Amerika ist kein nobles Land:
Norman Mailer über die Errichtung des amerikanischen Imperiums

Norman Mailer, der berühmte amerikanische Schriftsteller, äußerte sich in einem Spiegel-Interview am 19.5.2003 über die gegenwärtige US-Politik und ihre politischen, amoralischen und religiösen Grundlagen.

SPIEGEL: Seitdem hat Präsident Bush, bei weiterhin hoher Popularität, zwei Kriege geführt. Heißt das aus Ihrer Sicht, um Rache zu üben?

Mailer: Mit Rache hat der Krieg gegen den Irak nichts zu tun. Das war ein enorm geschickter politischer Schachzug ohne jede moralische Bedeutung. Sämtliche präventiven Begründungen, etwa dass Saddam über ein ausgiebiges Arsenal an Massenvernichtungswaffen verfügt, wirken ja jetzt ziemlich blass. Wir mögen ein bisschen was finden, aber sicher nicht im beschworenen Umfang.

SPIEGEL: Aber das stürzt dann die Regierung Bush kaum in Legitimationsnöte.

Mailer: Die Amerikaner kümmert das ganz offensichtlich überhaupt nicht. Wenn nichts entdeckt wird, was soll's.

SPIEGEL: Warum ist das so?

Mailer: Weil wir einen Sieg erringen wollten. Wir brauchen ihn für unser nationales Ego. Die neue Begründung für den Krieg lautet jetzt, dass wir den Irak von einem Tyrannen befreien mussten, der sein Volk aufs Entsetzlichste gequält und gemordet hat. Die Zeitungen sind voll von schrecklichen Geschichten von Menschen, die gleichsam geschreddert wurden. Wir stellen allerdings nicht in Rechnung, dass wir ironischer- und perverserweise Mitschuld tragen.

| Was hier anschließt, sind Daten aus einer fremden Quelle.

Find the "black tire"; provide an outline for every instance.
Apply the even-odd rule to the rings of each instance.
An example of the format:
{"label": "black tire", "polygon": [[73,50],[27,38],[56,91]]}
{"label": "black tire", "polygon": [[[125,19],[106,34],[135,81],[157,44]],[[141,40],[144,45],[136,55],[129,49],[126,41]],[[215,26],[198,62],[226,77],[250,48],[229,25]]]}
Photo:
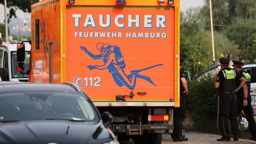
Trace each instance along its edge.
{"label": "black tire", "polygon": [[162,135],[162,133],[144,133],[135,137],[134,144],[161,144]]}
{"label": "black tire", "polygon": [[150,144],[161,144],[162,142],[162,133],[149,134],[149,142]]}
{"label": "black tire", "polygon": [[144,133],[142,135],[136,135],[134,137],[134,144],[148,144],[149,143],[149,134]]}

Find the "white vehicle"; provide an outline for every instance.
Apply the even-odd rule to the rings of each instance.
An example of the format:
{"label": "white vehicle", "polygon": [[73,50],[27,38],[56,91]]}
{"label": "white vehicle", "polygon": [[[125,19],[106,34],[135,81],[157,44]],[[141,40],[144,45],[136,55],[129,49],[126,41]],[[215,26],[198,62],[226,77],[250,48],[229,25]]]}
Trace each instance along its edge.
{"label": "white vehicle", "polygon": [[24,65],[26,72],[29,66],[31,42],[29,41],[11,42],[0,41],[0,76],[2,81],[28,81],[28,76],[26,72],[17,71],[17,50],[18,45],[23,43],[25,46],[25,60],[20,63]]}
{"label": "white vehicle", "polygon": [[[256,63],[243,64],[242,69],[247,72],[251,75],[251,106],[256,108]],[[256,116],[256,110],[253,110],[253,115]]]}

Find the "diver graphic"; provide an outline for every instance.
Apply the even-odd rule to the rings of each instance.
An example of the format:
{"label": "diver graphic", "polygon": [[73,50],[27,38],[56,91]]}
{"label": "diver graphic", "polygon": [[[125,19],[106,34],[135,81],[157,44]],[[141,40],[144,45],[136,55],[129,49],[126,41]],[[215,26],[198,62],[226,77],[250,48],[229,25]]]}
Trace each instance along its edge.
{"label": "diver graphic", "polygon": [[83,46],[80,47],[82,50],[84,51],[93,59],[102,59],[104,63],[104,64],[100,66],[87,66],[87,68],[90,70],[107,69],[118,86],[122,87],[125,85],[131,90],[134,89],[137,78],[147,81],[156,86],[150,77],[141,75],[139,72],[157,66],[162,66],[163,64],[153,65],[140,70],[133,70],[131,71],[131,74],[127,75],[124,71],[126,66],[124,58],[119,46],[116,45],[111,45],[107,43],[98,43],[96,47],[100,52],[100,54],[98,55],[92,54]]}
{"label": "diver graphic", "polygon": [[49,38],[50,36],[48,36],[48,39],[47,41],[46,40],[46,22],[45,20],[43,18],[43,24],[42,24],[41,23],[40,23],[40,26],[41,28],[41,33],[43,35],[43,38],[40,40],[40,42],[44,45],[44,54],[45,54],[45,58],[46,59],[46,52],[47,51],[47,54],[49,54],[49,50],[48,47],[47,46],[47,44],[48,42]]}

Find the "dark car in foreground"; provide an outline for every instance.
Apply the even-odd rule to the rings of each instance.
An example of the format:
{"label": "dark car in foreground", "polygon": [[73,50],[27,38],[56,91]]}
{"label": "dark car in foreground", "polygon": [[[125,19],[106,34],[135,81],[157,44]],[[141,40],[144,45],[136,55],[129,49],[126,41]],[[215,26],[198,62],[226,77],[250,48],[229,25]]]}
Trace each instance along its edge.
{"label": "dark car in foreground", "polygon": [[71,83],[0,83],[0,144],[119,144],[113,121]]}

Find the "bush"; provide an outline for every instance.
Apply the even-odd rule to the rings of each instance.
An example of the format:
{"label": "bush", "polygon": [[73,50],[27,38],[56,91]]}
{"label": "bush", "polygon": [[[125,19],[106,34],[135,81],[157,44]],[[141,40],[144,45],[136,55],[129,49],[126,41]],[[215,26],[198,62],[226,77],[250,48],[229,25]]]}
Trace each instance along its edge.
{"label": "bush", "polygon": [[186,117],[191,118],[194,125],[186,127],[184,124],[185,130],[210,133],[219,132],[217,121],[218,92],[214,87],[212,76],[206,75],[200,80],[187,81]]}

SPIEGEL: Sie meinen, weil Bush Sr. 1991 Saddam politisch überleben ließ und das US-Militär zusah, als er dann die Kurden- und Schiiten-Aufstände blutig niederschlug?

Mailer: Und jetzt tun wir so, als retteten wir diese Menschen vor dem Terror. Es gibt keinen Grund, uns dafür selbst zu beweihräuchern. Amerika ist kein nobles Land.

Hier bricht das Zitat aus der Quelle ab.